I welcome Alwyn Poole's interest on improving access to secondary teaching (Unpaid training contributes to teacher shortage). We need to maximise the number of graduates who see secondary teaching as valuable and rewarding work. Having spent more than 40 years of my life connected to teaching, including 14 years as a secondary teacher, I understand the long-term impact for good that great teachers can have on the well-being and life chances of young people.
But the solutions to improving access need to be based on more than personal anecdote and partial information.
Alywn claims "New Zealand desperately needs direct and paid pathway into teaching". We have had one of these for five years through a partnership between the University of Auckland and Teach First NZ that has graduated more than 70 teachers. Although the university is no longer a partner in the programme, Teach First NZ is continuing and has recruited strongly for 2018.
But this is not the sort of supply solution Alwyn seems to envisage. As he correctly notes such programmes, which place graduates immediately into classrooms, need to be supported by a rigorous selection process. More than 25 years' experience in teacher education tells me that only a small proportion of graduates are suited to immediate classroom teaching. Most, like me when I trained, need time to develop their teaching knowledge and skills prior to taking on full classroom responsibility.
Which brings me to the second flaw in Alwyn's argument. He claims that having spent 17 years in the education system, graduates know a thing or two about learning and about what makes a good teacher. They do. But what they know is what made a good teacher for them and for people like them. Teachers need to know what makes a good teacher for each student, and especially for students who are not like them.
They need to understand, therefore, the range of teaching options that are available to them and what the research and theoretical evidence suggests is mostly likely to reach each student.
By commenting disparagingly on his own experience in teacher education, Alwyn unwittingly illustrates the flaw in learning to teach based on your experience of teaching. He condemns teacher education on the basis of his experience without any consideration that others may have had a different experience.

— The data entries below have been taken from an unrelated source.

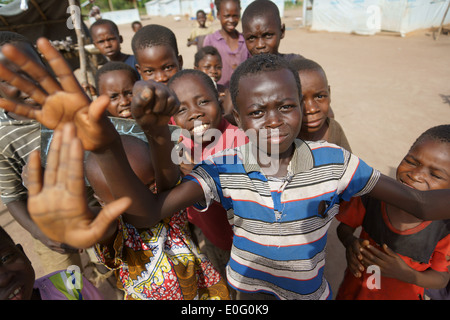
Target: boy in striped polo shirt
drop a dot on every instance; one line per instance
(280, 206)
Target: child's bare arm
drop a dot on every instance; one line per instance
(353, 247)
(425, 205)
(393, 266)
(60, 102)
(152, 106)
(58, 204)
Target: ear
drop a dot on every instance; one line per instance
(236, 117)
(180, 61)
(138, 68)
(283, 30)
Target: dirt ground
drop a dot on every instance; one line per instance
(386, 90)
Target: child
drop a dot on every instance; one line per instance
(156, 51)
(17, 278)
(411, 253)
(262, 29)
(19, 137)
(208, 60)
(199, 115)
(107, 39)
(317, 124)
(261, 198)
(116, 80)
(198, 33)
(136, 25)
(169, 266)
(228, 41)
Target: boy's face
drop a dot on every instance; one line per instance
(107, 41)
(229, 15)
(199, 108)
(16, 273)
(201, 19)
(118, 86)
(11, 91)
(212, 66)
(158, 63)
(426, 166)
(316, 100)
(262, 35)
(270, 101)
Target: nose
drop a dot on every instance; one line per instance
(418, 174)
(125, 100)
(195, 113)
(260, 43)
(273, 119)
(161, 76)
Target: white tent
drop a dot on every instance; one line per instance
(190, 7)
(372, 16)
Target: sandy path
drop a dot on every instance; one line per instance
(386, 90)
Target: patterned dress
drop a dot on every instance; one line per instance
(161, 263)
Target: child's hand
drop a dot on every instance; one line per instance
(58, 205)
(152, 106)
(354, 256)
(61, 102)
(390, 263)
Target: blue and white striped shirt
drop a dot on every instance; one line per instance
(279, 235)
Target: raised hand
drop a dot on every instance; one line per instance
(152, 106)
(60, 102)
(58, 204)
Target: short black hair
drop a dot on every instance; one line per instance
(261, 8)
(258, 64)
(303, 64)
(204, 51)
(203, 76)
(154, 35)
(115, 66)
(440, 133)
(101, 22)
(219, 2)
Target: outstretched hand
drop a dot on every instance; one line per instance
(60, 102)
(152, 106)
(58, 204)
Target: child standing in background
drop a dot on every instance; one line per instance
(107, 39)
(262, 29)
(156, 263)
(156, 51)
(199, 115)
(199, 33)
(412, 254)
(228, 41)
(317, 123)
(116, 80)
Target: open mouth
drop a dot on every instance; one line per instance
(200, 129)
(16, 294)
(125, 113)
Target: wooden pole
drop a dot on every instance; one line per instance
(442, 22)
(80, 41)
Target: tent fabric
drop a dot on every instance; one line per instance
(371, 16)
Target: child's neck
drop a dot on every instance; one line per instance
(400, 219)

Once again, my experience tells me that while we could always do better in teacher education, and while undoubtedly some share Alwyn's experience, there are large numbers of graduates of initial teacher education programmes who have learned a great deal from their lecturers and who value the contribution those lecturers have made to their induction into teaching.

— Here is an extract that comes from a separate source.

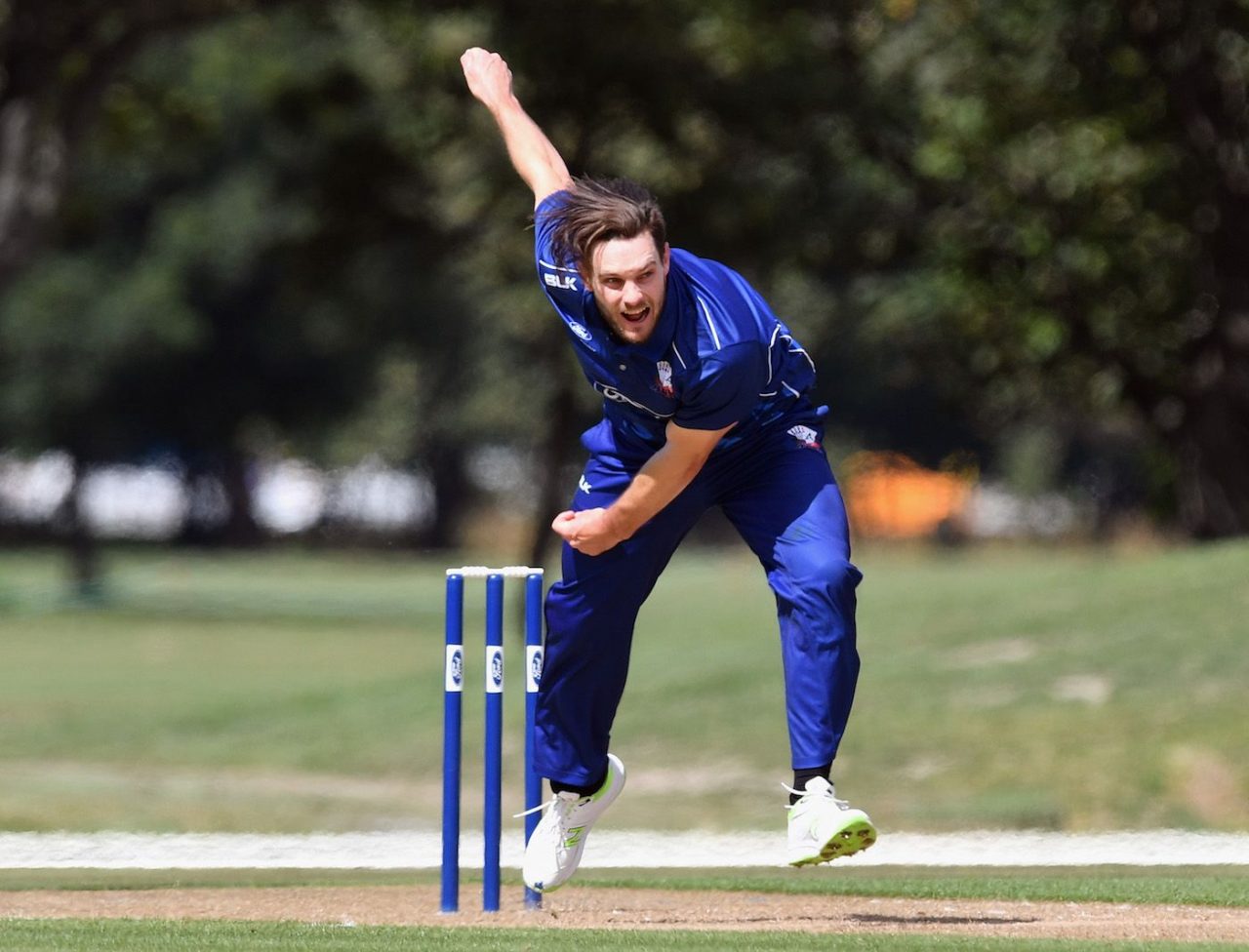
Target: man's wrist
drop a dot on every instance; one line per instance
(619, 523)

I have written this opinion piece with some reluctance. The solutions to teacher supply and to raising the status of teaching are not helped by adopting binary positions that set off one part of the system against the other. In fact we need a collaborative, system-wide solution to the problem – teachers, schools, teacher educators, researchers and policy makers working together. So, it is not my aim in responding to Alwyn to be defensive or dismissive. His suggestions may well contribute to the solution – and in one case already are. I just wish he had been more accurate and collegial.
*Professor Graeme Aitken is the Dean of Education and Social Work at the University of Auckland.